A poem is a flower you offer to people. A compassionate look, a smile, an act filled with loving-kindness is also a flower that blooms on the tree of mindfulness and concentration. Even thought you don't think about the poem while cooking lunch for your family, the poem is being written. When I write a short story, a novel, or a play, it may take one week or several weeks to finish. But the story or the novel is always there. [...]
You cannot just sit there and write the story or the novel. You have to do other things as well. You drink tea, cook breakfast, wash your clothes, water the vegetables. The time spent doing these things is extremely important. You have to do them well. You have to put one hundred percent of yourself into the act of cooking, watering the vegetable garden, of dish washing. You must enjoy what you are doing, and you do it deeply. This is very important for your story, your letter, or anything else that you want to produce.

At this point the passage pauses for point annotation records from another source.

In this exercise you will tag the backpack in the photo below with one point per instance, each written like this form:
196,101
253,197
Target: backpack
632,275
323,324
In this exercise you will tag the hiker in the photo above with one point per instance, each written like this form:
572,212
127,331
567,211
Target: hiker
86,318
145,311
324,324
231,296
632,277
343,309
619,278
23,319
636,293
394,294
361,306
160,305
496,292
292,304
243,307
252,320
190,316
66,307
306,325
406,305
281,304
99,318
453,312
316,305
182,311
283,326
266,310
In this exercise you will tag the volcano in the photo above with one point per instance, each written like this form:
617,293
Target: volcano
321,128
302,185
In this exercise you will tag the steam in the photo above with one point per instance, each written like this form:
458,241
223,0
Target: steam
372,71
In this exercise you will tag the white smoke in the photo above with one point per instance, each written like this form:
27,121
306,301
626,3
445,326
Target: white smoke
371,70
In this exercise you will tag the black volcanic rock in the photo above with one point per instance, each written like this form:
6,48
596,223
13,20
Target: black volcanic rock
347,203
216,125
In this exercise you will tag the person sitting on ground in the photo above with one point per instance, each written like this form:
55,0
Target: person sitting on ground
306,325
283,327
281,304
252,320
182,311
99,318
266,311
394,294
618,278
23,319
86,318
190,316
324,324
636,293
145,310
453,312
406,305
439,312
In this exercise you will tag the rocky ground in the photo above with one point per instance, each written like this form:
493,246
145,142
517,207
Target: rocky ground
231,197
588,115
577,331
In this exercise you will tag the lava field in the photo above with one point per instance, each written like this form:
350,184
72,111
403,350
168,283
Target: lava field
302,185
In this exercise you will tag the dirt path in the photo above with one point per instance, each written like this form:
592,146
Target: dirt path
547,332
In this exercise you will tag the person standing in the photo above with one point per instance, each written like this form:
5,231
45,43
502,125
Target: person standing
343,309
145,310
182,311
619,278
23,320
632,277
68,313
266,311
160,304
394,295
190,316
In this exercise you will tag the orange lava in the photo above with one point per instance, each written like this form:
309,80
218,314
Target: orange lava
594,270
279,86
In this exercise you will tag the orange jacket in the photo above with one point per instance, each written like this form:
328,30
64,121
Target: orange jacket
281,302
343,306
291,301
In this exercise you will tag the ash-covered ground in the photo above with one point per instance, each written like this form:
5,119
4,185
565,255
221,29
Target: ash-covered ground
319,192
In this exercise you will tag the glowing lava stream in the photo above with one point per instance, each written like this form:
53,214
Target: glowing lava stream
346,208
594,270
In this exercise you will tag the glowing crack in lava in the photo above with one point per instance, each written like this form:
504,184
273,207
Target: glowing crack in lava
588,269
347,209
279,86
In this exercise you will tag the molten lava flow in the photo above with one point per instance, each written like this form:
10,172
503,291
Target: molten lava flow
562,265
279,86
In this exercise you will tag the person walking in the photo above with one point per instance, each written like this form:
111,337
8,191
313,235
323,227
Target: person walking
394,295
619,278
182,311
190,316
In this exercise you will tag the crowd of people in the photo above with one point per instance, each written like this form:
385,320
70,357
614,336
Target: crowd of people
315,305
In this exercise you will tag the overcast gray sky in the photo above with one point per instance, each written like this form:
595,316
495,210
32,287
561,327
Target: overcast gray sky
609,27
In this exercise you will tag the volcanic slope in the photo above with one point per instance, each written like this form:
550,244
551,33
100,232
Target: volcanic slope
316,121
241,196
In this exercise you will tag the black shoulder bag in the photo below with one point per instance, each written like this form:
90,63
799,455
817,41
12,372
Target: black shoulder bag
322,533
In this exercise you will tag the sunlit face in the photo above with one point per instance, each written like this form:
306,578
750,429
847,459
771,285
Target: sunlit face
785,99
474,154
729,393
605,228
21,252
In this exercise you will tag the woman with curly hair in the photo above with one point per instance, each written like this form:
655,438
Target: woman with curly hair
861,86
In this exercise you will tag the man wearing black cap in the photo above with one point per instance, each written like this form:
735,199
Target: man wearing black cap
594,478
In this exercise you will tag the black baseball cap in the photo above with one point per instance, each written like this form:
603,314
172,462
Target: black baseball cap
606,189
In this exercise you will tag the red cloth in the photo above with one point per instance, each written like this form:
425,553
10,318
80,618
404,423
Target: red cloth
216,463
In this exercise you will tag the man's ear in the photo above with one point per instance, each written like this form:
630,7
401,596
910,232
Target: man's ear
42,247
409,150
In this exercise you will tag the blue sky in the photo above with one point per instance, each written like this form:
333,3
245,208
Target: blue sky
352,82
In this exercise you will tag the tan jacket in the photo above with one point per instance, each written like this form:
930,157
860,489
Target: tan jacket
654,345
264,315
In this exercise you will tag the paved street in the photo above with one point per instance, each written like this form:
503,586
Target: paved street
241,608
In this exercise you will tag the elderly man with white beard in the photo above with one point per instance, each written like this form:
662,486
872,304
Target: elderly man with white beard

Enlightenment is not separate from washing dishes or growing lettuce. To learn how to live each moment of our daily life in deep mindfulness and concentration is the practice. The conception and unfolding of a piece of art take place exactly in these moments of our daily life. The time when you begin to write down the music or the poems is only the time of delivering the baby. The baby has to be in you already in order for you to deliver it. But if the baby is not in you, even if you sit for hours and hours at your desk, there's nothing to deliver, and you cannot produce anything. Your insight, your compassion, and your ability to write in a way that will move the other person's heart are flowers that bloom on our tree of practice. We should make good use of every moment of our daily life in order to allow this insight and compassion to bloom.